Published in print Sept. 17, 2014

I am not a football person.

I have had to push myself to learn about the country’s juggernaut that is American football.

Prior to four years ago, when a roommate of mine showcased the technical wonders and physical prowess shown in football in our suite at UNC Charlotte, I never watched football. The few times I had been over to a friend’s house to hang out and football was the activity of choice, it was like watching grass grow.

It was just so unfathomably BORING. I was a proponent of the world’s version of football. The one with the ball at your feet. That football was the perfect combination of constant movement, little to no stoppages and athleticism for me. The constant stoppages and short progress of this football was the antithesis of this to me.

That is… until I watched the University of Oregon play.  It was October and my roommate had on the game of the week which was #9 Stanford facing off against #4 Oregon. Now, keep in mind, this was Andrew Luck’s Stanford. Luck, now gracing the NFL with his keen mind led Stanford out to a quick 21-3 lead in the first quarter. Then, I noticed something.

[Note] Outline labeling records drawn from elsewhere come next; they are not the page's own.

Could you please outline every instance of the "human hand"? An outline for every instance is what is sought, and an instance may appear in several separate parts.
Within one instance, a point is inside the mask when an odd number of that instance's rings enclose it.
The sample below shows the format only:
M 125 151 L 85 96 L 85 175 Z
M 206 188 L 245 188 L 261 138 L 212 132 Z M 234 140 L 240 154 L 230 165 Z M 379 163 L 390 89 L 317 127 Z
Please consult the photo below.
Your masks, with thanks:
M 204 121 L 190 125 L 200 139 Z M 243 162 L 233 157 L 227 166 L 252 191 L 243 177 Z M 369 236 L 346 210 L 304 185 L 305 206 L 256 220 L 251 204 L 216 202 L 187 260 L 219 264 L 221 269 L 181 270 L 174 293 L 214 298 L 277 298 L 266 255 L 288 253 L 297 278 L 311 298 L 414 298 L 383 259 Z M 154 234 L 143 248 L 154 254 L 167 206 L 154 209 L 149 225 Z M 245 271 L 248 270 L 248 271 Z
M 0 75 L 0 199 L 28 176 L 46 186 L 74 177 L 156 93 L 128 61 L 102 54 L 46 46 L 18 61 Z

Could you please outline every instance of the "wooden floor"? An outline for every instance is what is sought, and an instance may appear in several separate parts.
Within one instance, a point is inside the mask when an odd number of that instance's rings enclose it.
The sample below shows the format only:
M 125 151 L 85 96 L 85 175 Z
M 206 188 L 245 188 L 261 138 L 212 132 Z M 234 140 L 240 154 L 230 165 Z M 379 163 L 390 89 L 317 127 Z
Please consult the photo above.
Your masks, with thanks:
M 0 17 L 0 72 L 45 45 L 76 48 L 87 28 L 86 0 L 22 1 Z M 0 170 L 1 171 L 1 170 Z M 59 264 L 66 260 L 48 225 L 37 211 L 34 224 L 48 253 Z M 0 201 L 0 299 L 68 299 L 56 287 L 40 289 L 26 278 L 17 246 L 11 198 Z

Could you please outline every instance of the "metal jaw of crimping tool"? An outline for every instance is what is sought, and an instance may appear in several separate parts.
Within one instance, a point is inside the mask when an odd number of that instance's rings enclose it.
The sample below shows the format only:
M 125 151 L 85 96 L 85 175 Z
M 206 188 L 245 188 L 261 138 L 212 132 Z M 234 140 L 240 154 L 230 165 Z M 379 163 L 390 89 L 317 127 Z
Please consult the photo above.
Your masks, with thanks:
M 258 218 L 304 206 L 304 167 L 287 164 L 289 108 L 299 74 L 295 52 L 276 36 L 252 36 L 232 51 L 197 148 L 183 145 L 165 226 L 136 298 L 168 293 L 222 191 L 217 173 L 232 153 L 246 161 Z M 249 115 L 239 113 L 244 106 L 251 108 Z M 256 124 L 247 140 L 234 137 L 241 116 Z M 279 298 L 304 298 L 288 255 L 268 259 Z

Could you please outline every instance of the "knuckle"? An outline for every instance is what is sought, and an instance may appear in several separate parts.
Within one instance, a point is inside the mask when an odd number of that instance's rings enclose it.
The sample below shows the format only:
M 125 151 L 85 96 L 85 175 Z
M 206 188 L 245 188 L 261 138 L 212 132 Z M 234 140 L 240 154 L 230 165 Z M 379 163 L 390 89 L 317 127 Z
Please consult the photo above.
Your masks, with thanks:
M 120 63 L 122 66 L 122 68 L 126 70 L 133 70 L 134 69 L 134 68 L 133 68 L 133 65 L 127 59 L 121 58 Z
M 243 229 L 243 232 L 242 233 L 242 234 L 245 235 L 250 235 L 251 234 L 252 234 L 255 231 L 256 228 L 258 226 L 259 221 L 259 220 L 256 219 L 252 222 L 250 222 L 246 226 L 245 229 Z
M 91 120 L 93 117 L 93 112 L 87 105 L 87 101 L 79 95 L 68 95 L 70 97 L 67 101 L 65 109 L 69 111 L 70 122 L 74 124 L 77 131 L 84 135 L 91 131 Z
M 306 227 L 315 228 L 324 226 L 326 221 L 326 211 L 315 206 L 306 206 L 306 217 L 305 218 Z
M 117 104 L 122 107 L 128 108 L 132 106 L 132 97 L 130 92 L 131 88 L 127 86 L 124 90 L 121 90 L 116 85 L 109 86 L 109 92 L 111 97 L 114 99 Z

Oregon was running an awful lot as the second quarter continued, running a no huddle offense and a quick snap count, something I could not fathom with football. These were players jogging into position, forcing their opponents to run and keep up with their ever-pressing tempo. At one point, there was only 15 seconds between snaps for the Ducks and they plowed down the field time and time again, trading blows with Stanford to go into halftime still trailing 31-24.

This is something I had never seen before. All the football games I had ever seen were slow under their own weight, with players wandering around between plays, several commercials and timeouts called, and announcers blathering about the history of the game.

What I was watching was the exact opposite. What I was watching was Chip Kelly’s football.

Whatever he said at halftime excited his already high-octane team, leading the Ducks to shutting out Stanford in the second half, scoring four more times and winning the game, 52-31.

After watching the Ducks hop around the field play to play, operating on a hurry up and silent counts, I was hooked on football.

This was the blend of hard-hitting, boisterous Americanized sport combined with the constant movement and blood-driven need to score found in the football that I loved that I had so craved to find so I could fit in. I was able to watch games now because they kept up with my rather short attention span, in short. Gone was the wandering between plays, the waiting on the play clock, and timeouts to check on what the play was.

This was football turned up to 11. The hurry up offense had been produced at places like Clemson, but Kelly, when he was at New Hampshire, developed a simple principle that utilized the hurry up offense at its heart: “The more plays you can run, the better chance you would have to score.” In a piece from ESPN the Magazine on Kelly’s beginnings at the Philadelphia Eagles, there is a discussion on how Kelly has revolutionized the game. It points out that Kelly was the first coach to make a point about the volume of plays in a game being as key as their execution. It meant having several looks and schemes derived from one formation and each formation having their own sets of player-determined looks and deviations, keeping opposing defenses off balance, on their heels, and always having to play catch up.

It is a system that increases athleticism, decreases the size of the playbook and puts players in a place where they are successful since they understand every aspect of what it is they need to do when they’re playing.

It is a system that goes into excruciating detail and moves away from the traditional forms of the game, where manipulating the clock and hitting your opponent as hard as you can is most important.

This is a game that is imaginative and attractive to watch and will only to continue to spread its influence, which will only continue to attract people like me who like fast-paced, constantly moving games and will keep a hold of those who just want to see their team run up the score.